Search code examples
python-3.xweb-scrapingbeautifulsouppython-requestsimagedownload

How to download the highest img with Python where the URL does not have any different marker?


I am kind new to Python and webscraping, so, pardon me if this is a quite simple task, but i think i reached a dead end.

I am trying to scrape Getty Images site, for example, URL https://www.gettyimages.com/detail/1135439582.

I already scraped lots of information that i needed, Title, Caption, even tags with the help of some RegEx, but, i can't seem to be able to download the img with the highest resolution.

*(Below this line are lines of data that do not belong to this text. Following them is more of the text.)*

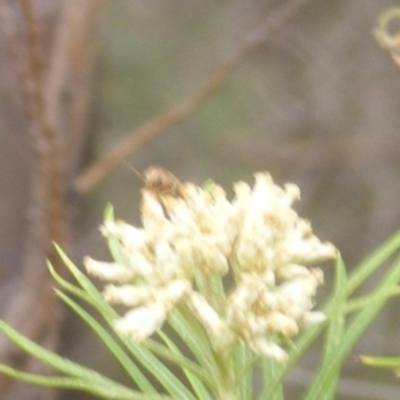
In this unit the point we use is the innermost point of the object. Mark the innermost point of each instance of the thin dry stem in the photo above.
(99, 169)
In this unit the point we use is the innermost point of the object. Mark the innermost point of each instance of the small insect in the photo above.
(160, 182)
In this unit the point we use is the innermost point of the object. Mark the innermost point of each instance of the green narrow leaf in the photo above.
(381, 362)
(100, 390)
(85, 283)
(55, 361)
(129, 366)
(244, 362)
(357, 327)
(192, 374)
(170, 383)
(113, 243)
(195, 338)
(163, 375)
(335, 331)
(272, 377)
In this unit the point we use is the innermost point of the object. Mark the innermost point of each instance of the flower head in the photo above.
(191, 234)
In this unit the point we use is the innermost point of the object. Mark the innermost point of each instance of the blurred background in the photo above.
(317, 103)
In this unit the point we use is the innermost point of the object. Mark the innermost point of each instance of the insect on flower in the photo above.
(159, 182)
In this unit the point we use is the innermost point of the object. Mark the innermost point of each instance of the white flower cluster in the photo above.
(257, 240)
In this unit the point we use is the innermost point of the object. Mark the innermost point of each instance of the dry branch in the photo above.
(34, 309)
(98, 170)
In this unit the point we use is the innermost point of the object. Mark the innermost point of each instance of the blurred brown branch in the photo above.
(89, 178)
(46, 80)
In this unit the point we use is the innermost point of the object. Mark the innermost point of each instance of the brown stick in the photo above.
(89, 178)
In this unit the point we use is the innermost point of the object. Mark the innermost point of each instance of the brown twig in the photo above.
(89, 178)
(33, 309)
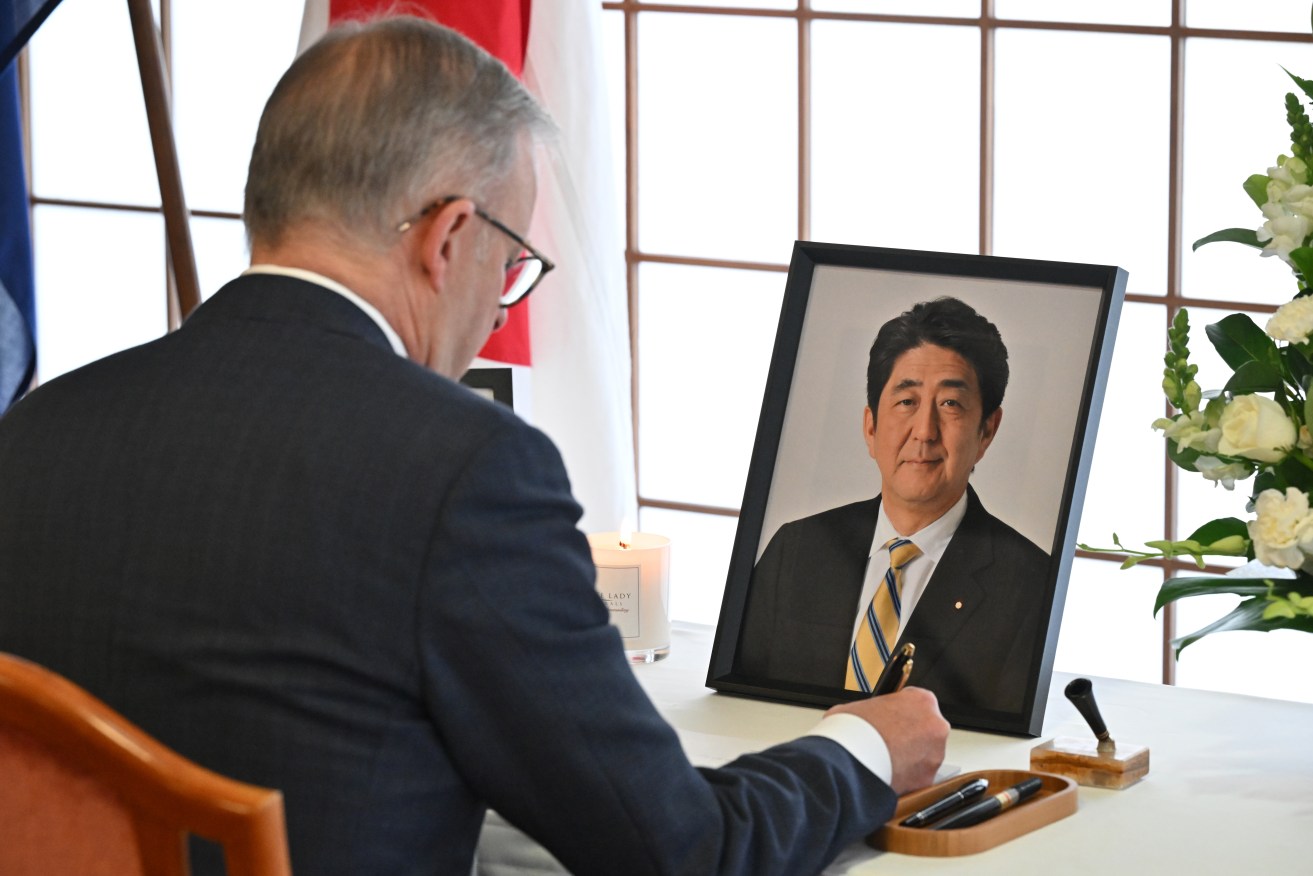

I can't use Selenium right now, so, i am trying my best to work with BeautifulSoup and requests

The site uses one img tag, and when you "click" on the img it shows a higher resolution image,i can only find that information on the souce tag :

[<source media="(max-width: 1100px)" srcset="https://media.gettyimages.com/id/1135439582/pt/foto/vintage-culture-performs-live-onstage-during-the-second-day-of-lollapalooza-brazil-music.webp?s=612x612&amp;w=gi&amp;k=20&amp;c=32tqshWj7kB2Hn55L_uiRjde7yg5Sm6wuk3HYnnGJfc=" type="image/webp"/>, 
<source media="(max-width: 1100px)" srcset="https://media.gettyimages.com/id/1135439582/pt/foto/vintage-culture-performs-live-onstage-during-the-second-day-of-lollapalooza-brazil-music.jpg?s=612x612&amp;w=gi&amp;k=20&amp;c=32tqshWj7kB2Hn55L_uiRjde7yg5Sm6wuk3HYnnGJfc=" type="image/jpeg"/>, 
<source media="(max-width: 1530px)" srcset="https://media.gettyimages.com/id/1135439582/pt/foto/vintage-culture-performs-live-onstage-during-the-second-day-of-lollapalooza-brazil-music.webp?s=1024x1024&amp;w=gi&amp;k=20&amp;c=NuBtfcWoTL0JhTsdWRd9UcCasir1L7ywlVHY2PZqcmM=" type="image/webp"/>, 
<source media="(max-width: 1530px)" srcset="https://media.gettyimages.com/id/1135439582/pt/foto/vintage-culture-performs-live-onstage-during-the-second-day-of-lollapalooza-brazil-music.jpg?s=1024x1024&amp;w=gi&amp;k=20&amp;c=NuBtfcWoTL0JhTsdWRd9UcCasir1L7ywlVHY2PZqcmM=" type="image/jpeg"/>, 
<source **srcset**="https://media.gettyimages.com/id/1135439582/pt/foto/vintage-culture-performs-live-onstage-during-the-second-day-of-lollapalooza-brazil-music.webp?s=**2048x2048**&amp;w=gi&amp;k=20&amp;c=XUK00llqC1n_I1ZD2pjiRUYcqsM5XUZCD_dl7z9ouAc=" **type="image/webp"**/>, 
<source **srcset**="https://media.gettyimages.com/id/1135439582/pt/foto/vintage-culture-performs-live-onstage-during-the-second-day-of-lollapalooza-brazil-music.jpg?s=**2048x2048**&amp;w=gi&amp;k=20&amp;c=XUK00llqC1n_I1ZD2pjiRUYcqsM5XUZCD_dl7z9ouAc=" **type="image/jpeg"**/>]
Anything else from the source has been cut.